The upcoming June quarter results may not offer investors in state-owned oil firms any solace either. Blame strong crude oil prices for this.
Even as crude oil prices remained high, retail fuel prices were not raised adequately around the time of Karnataka elections. As a result, marketing margins of oil marketing companies (OMCs) are expected to decline on a quarter-on-quarter basis. OMCs include Bharat Petroleum Corp. Ltd, Hindustan Petroleum Corp. Ltd and Indian Oil Corp. Ltd. Plus, Singapore benchmark refining margins have declined year-on-year as well as sequentially. On the brighter side, higher crude prices could fetch some inventory gains for OMCs.
Still, that won’t be enough to move the needle as far as sentiments for OMC stocks is concerned. “We revise down marketing multiples for OMCs citing rising Brent fears and an election-heavy calendar”, wrote analysts from Edelweiss Securities Ltd.
In short, fears that these companies won’t be able to pass on high crude prices to consumers will remain from a medium-term perspective given the election season. Outlook for producers—Oil and Natural Gas Corp. Ltd (ONGC) and Oil India Ltd—is clouded too. Sure, higher oil prices mean higher price realizations.

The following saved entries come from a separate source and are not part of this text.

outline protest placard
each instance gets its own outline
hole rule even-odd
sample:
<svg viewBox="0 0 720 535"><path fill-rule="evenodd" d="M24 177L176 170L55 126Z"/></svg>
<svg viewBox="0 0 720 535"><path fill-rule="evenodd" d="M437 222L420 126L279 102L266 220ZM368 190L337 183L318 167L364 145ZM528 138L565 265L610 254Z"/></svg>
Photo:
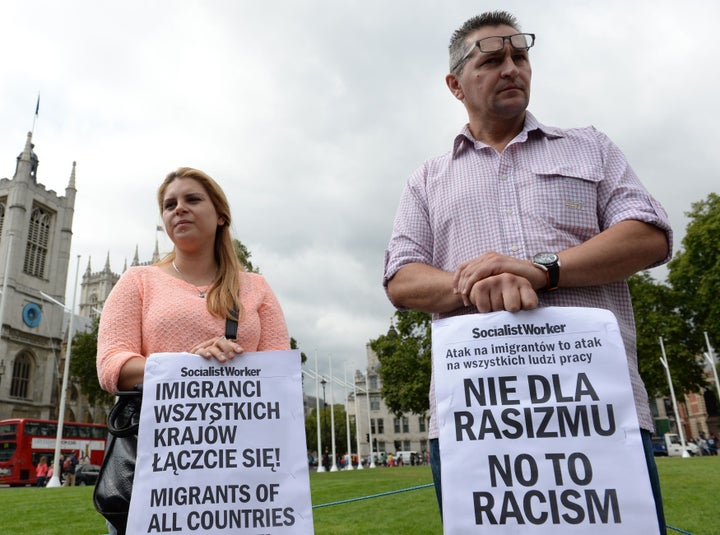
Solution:
<svg viewBox="0 0 720 535"><path fill-rule="evenodd" d="M312 534L298 351L145 366L128 533Z"/></svg>
<svg viewBox="0 0 720 535"><path fill-rule="evenodd" d="M432 340L446 534L658 532L612 313L458 316Z"/></svg>

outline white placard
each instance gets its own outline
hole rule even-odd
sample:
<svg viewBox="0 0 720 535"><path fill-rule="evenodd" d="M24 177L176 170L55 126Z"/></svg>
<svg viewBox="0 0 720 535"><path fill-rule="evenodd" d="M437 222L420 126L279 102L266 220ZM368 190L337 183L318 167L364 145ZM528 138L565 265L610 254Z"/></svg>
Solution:
<svg viewBox="0 0 720 535"><path fill-rule="evenodd" d="M151 355L128 533L312 534L300 354Z"/></svg>
<svg viewBox="0 0 720 535"><path fill-rule="evenodd" d="M658 524L607 310L433 322L445 534L636 534Z"/></svg>

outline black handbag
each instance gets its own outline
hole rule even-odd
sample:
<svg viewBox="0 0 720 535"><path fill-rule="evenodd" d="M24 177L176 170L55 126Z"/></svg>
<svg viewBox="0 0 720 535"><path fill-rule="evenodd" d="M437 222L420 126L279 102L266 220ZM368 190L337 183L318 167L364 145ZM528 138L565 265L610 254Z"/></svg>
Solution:
<svg viewBox="0 0 720 535"><path fill-rule="evenodd" d="M108 415L105 458L93 491L93 502L118 535L124 535L135 476L142 385L117 395L118 400Z"/></svg>
<svg viewBox="0 0 720 535"><path fill-rule="evenodd" d="M233 311L237 318L237 311ZM225 337L237 338L237 319L225 321ZM93 502L95 509L117 530L125 535L130 497L135 478L138 428L142 408L142 385L135 390L118 392L118 400L108 415L108 438L100 473L98 474Z"/></svg>

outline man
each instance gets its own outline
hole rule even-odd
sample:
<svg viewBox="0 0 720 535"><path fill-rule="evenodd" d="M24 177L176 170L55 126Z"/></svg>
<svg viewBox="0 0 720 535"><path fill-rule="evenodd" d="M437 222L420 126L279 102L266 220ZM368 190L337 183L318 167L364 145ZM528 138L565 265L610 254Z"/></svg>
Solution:
<svg viewBox="0 0 720 535"><path fill-rule="evenodd" d="M63 487L75 486L75 468L77 467L77 458L74 454L68 453L62 464Z"/></svg>
<svg viewBox="0 0 720 535"><path fill-rule="evenodd" d="M643 446L665 533L625 279L667 261L672 233L620 150L594 128L542 125L527 110L533 34L496 11L452 36L445 81L468 124L410 177L385 254L392 303L442 318L586 306L620 324ZM434 381L430 454L441 502Z"/></svg>

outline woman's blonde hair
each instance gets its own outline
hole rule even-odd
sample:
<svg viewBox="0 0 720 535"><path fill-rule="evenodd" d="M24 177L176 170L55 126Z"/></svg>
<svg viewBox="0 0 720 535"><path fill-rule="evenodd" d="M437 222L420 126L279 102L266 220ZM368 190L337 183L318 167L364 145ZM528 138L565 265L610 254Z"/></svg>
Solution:
<svg viewBox="0 0 720 535"><path fill-rule="evenodd" d="M210 197L210 201L215 207L218 216L225 222L218 225L215 232L215 246L213 248L215 254L215 262L218 265L215 280L210 285L207 293L207 308L210 314L219 318L235 318L240 317L242 308L240 304L240 280L238 272L242 269L240 261L235 254L232 236L230 235L230 204L222 188L210 176L193 169L191 167L180 167L172 171L158 188L158 206L160 214L163 212L163 199L165 198L165 190L170 183L178 178L192 178L202 185L203 189ZM175 248L168 253L165 258L160 260L158 264L167 264L175 259Z"/></svg>

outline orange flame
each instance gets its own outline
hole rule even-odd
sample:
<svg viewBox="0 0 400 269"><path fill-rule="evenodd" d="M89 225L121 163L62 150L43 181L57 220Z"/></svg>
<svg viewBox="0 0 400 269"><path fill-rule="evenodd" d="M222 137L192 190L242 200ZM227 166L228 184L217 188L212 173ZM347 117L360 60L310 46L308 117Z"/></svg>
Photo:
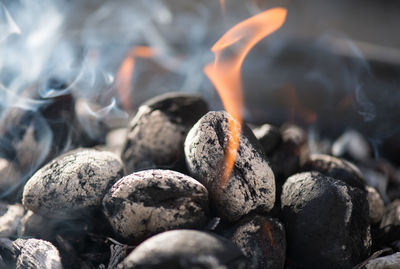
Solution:
<svg viewBox="0 0 400 269"><path fill-rule="evenodd" d="M131 105L131 83L132 74L135 68L136 58L152 58L156 55L156 51L146 46L133 47L123 60L116 77L116 88L118 96L121 100L122 107L126 111L132 109Z"/></svg>
<svg viewBox="0 0 400 269"><path fill-rule="evenodd" d="M219 0L219 5L221 6L222 15L225 15L225 0Z"/></svg>
<svg viewBox="0 0 400 269"><path fill-rule="evenodd" d="M229 120L231 138L225 155L222 185L229 179L239 146L243 110L240 68L254 45L283 25L286 13L284 8L273 8L244 20L226 32L211 48L215 61L205 66L204 73L217 89L226 111L235 119ZM239 41L240 48L230 57L221 59L222 53Z"/></svg>

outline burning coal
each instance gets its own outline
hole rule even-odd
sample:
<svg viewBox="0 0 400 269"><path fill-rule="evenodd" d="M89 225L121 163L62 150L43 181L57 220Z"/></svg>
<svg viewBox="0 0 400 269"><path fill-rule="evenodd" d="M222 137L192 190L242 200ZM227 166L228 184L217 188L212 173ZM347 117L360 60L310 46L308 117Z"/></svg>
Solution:
<svg viewBox="0 0 400 269"><path fill-rule="evenodd" d="M211 48L215 61L208 64L204 72L218 90L226 111L235 119L229 122L232 139L228 141L222 185L229 179L239 145L241 127L238 124L242 121L244 106L240 75L242 63L255 44L282 26L285 17L283 8L265 11L235 25Z"/></svg>

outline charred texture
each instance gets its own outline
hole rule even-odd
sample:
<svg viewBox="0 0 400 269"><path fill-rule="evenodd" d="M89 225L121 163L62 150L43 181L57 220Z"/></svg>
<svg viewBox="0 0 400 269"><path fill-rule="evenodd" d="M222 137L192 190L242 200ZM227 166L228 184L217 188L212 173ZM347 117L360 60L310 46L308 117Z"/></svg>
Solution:
<svg viewBox="0 0 400 269"><path fill-rule="evenodd" d="M128 173L149 168L185 171L186 134L207 111L201 97L184 93L165 94L142 105L122 150Z"/></svg>
<svg viewBox="0 0 400 269"><path fill-rule="evenodd" d="M365 191L318 172L288 178L282 191L288 257L313 268L350 268L369 255Z"/></svg>
<svg viewBox="0 0 400 269"><path fill-rule="evenodd" d="M205 226L208 193L181 173L146 170L115 183L103 207L117 236L138 243L162 231Z"/></svg>
<svg viewBox="0 0 400 269"><path fill-rule="evenodd" d="M278 219L247 216L230 229L229 239L247 257L249 269L282 269L286 260L286 235Z"/></svg>
<svg viewBox="0 0 400 269"><path fill-rule="evenodd" d="M70 218L100 208L108 188L124 175L111 152L78 149L37 171L24 187L22 202L50 218Z"/></svg>
<svg viewBox="0 0 400 269"><path fill-rule="evenodd" d="M200 231L175 230L156 235L129 254L118 268L245 268L246 258L229 240Z"/></svg>
<svg viewBox="0 0 400 269"><path fill-rule="evenodd" d="M217 216L238 220L250 211L269 211L275 202L275 179L252 131L243 124L232 173L223 182L225 154L232 134L226 112L209 112L190 130L185 157L191 175L210 193Z"/></svg>

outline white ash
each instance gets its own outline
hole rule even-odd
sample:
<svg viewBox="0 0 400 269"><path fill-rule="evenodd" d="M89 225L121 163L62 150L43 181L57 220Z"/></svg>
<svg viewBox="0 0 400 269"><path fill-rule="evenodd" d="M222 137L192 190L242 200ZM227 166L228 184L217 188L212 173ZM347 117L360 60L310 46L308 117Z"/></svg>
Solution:
<svg viewBox="0 0 400 269"><path fill-rule="evenodd" d="M50 242L39 239L17 239L16 269L62 269L60 253Z"/></svg>
<svg viewBox="0 0 400 269"><path fill-rule="evenodd" d="M231 175L224 185L228 113L209 112L189 131L185 141L188 169L209 191L212 207L221 218L234 221L252 210L268 212L275 202L275 178L263 150L243 124Z"/></svg>
<svg viewBox="0 0 400 269"><path fill-rule="evenodd" d="M115 183L104 197L103 208L119 237L140 242L166 230L205 226L208 192L184 174L145 170Z"/></svg>
<svg viewBox="0 0 400 269"><path fill-rule="evenodd" d="M365 265L366 269L397 269L399 267L400 252L372 259Z"/></svg>
<svg viewBox="0 0 400 269"><path fill-rule="evenodd" d="M150 168L183 171L186 134L207 111L200 96L179 92L156 96L140 106L121 154L128 173Z"/></svg>
<svg viewBox="0 0 400 269"><path fill-rule="evenodd" d="M114 153L78 149L38 170L26 183L22 203L50 218L69 218L99 208L107 190L124 174Z"/></svg>

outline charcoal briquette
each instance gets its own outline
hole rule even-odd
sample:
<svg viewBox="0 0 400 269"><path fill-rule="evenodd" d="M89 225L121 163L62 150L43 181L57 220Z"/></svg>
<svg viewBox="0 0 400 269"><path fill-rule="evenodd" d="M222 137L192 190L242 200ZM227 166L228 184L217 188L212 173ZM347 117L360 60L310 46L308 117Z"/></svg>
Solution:
<svg viewBox="0 0 400 269"><path fill-rule="evenodd" d="M16 269L62 269L61 257L55 246L39 239L17 239L13 242L17 250Z"/></svg>
<svg viewBox="0 0 400 269"><path fill-rule="evenodd" d="M119 238L137 243L159 232L205 226L208 192L179 172L144 170L116 182L103 210Z"/></svg>
<svg viewBox="0 0 400 269"><path fill-rule="evenodd" d="M168 93L144 103L130 123L122 150L127 172L150 168L184 171L186 134L207 111L201 97L187 93Z"/></svg>
<svg viewBox="0 0 400 269"><path fill-rule="evenodd" d="M268 212L275 202L275 178L261 145L245 124L232 172L223 182L225 155L232 116L223 111L209 112L190 130L185 141L185 156L191 175L210 194L215 213L235 221L250 211Z"/></svg>
<svg viewBox="0 0 400 269"><path fill-rule="evenodd" d="M286 235L275 218L250 215L241 219L229 237L247 257L249 269L282 269L286 259Z"/></svg>
<svg viewBox="0 0 400 269"><path fill-rule="evenodd" d="M231 241L206 232L168 231L140 244L119 269L239 269L246 268L246 258Z"/></svg>
<svg viewBox="0 0 400 269"><path fill-rule="evenodd" d="M105 193L123 175L114 153L77 149L38 170L24 187L22 203L49 218L70 218L100 208Z"/></svg>
<svg viewBox="0 0 400 269"><path fill-rule="evenodd" d="M346 182L352 187L365 189L361 171L354 164L325 154L312 154L302 167L303 171L317 171Z"/></svg>
<svg viewBox="0 0 400 269"><path fill-rule="evenodd" d="M371 223L379 224L385 213L385 205L379 192L371 186L366 186Z"/></svg>
<svg viewBox="0 0 400 269"><path fill-rule="evenodd" d="M282 142L281 132L273 125L263 124L252 130L263 147L266 155L272 153Z"/></svg>
<svg viewBox="0 0 400 269"><path fill-rule="evenodd" d="M350 268L371 247L365 191L319 172L295 174L282 191L288 259L306 268Z"/></svg>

But, should oil prices increase faster, fears about the burden of sharing fuel subsidy emerge for these stocks. “The sharp correction in ONGC has been precipitated by concerns that the subsidy burden will outstrip benefits of oil price increase,” pointed out Edelweiss in its earnings preview report. This is the reason these stocks haven’t performed well despite firm oil prices, although clarity on subsidy sharing should offer some relief.
For the June quarter, Kotak Institutional Equities expects Oil India and ONGC to report sequential increase in Ebitda driven by increase in domestic gas price, a weaker rupee against the dollar and lower operating costs.
This will be partially offset by lower net crude realization, which the brokerage assumes will be restricted to $55 a barrel based on its FY2019 subsidy sharing mechanism.
Ebitda is short for earnings before interest, tax, depreciation and amortization.
For RIL, the subdued muted refining margins last quarter is expected to be offset by higher volumes from its petrochemicals business. Telecom and retail businesses may boost consolidated earnings enough to take it 1% higher quarter-on-quarter at ₹9570 crore, reckon analysts from Jefferies India Pvt. Ltd.
“It would be a decent outcome under the circumstances,” it added.